The plants at their best in the late summer are: begonia, canna, erigeron, agapanthus, hibiscus, lobelia, lavender, alcea, fuchsia, lilium, hydrangea and hebe.
Hydrangeas
The flower garden tasks
Deadhead plants regularly. Clip beech, holly, hornbeam and yew hedges, and most evergreen hedges, if not already done. Feed plants in containers and trim flowers stems of perennial plants like Dianthus (carnations). Feed and disbud dahlias as necessary; use a quick-acting general fertilizer or a high-potash feed, but do not boost with too much nitrogen.

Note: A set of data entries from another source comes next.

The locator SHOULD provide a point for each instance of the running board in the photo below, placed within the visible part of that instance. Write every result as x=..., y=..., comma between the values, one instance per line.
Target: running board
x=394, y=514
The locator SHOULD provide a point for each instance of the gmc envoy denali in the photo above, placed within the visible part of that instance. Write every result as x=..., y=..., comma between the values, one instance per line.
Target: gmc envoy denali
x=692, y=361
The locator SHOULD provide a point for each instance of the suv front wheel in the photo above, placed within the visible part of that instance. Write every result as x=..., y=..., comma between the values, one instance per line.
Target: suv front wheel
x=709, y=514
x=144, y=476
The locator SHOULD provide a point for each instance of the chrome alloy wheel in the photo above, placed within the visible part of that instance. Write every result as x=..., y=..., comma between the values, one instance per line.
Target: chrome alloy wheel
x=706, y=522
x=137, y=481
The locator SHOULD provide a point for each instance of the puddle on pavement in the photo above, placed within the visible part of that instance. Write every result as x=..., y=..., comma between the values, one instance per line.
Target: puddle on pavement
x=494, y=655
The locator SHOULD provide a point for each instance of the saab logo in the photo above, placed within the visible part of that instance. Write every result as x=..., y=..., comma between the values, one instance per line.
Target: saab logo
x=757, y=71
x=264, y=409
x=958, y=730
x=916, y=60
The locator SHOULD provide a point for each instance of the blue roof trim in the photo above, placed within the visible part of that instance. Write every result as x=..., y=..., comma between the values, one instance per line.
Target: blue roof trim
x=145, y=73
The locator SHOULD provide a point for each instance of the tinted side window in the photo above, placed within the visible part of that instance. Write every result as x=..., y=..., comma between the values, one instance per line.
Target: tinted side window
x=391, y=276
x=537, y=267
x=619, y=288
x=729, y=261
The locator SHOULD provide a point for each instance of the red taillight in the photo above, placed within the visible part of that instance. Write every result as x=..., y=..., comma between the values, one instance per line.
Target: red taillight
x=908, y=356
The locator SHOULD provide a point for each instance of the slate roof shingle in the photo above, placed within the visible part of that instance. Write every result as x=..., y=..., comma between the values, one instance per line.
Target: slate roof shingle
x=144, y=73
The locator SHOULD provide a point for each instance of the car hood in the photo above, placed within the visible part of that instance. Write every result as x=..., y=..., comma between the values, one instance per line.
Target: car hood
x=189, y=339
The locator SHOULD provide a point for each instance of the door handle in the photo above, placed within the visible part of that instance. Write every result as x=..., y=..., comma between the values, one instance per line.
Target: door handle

Plant colchicums to flower in the fall season. Plant bulbs for fall display and don’t forget to start planting spring-flowering bulbs. Start sowing hardy annuals to overwinter (only in mild areas or if you provide winter protection). Transplant polyanthus seedlings into their flowering positions in beds and borders.
Take fuchsia and pelargonium cuttings and prune rambler roses. Mow the lawn except in very dry weather. Water the lawn in dry spells, but a few good soaks will be better than many sprinklings that do not penetrate deeply.
Fuchsias in the garden
The greenhouse tasks
Pot up pelargoniums and overwinter indoors. Reduce the height of each plant by at least half and it will soon send out new shoots. Pot up Scaevola, Gazania and osteospermum and overwinter on an indoor windowsill or in a frost-free greenhouse.
Plant bulbs for a spring display. Plant biennial bedding plants in containers for a spring display (raised from the seed sown last spring). Plant hyacinths for early flowering under glass.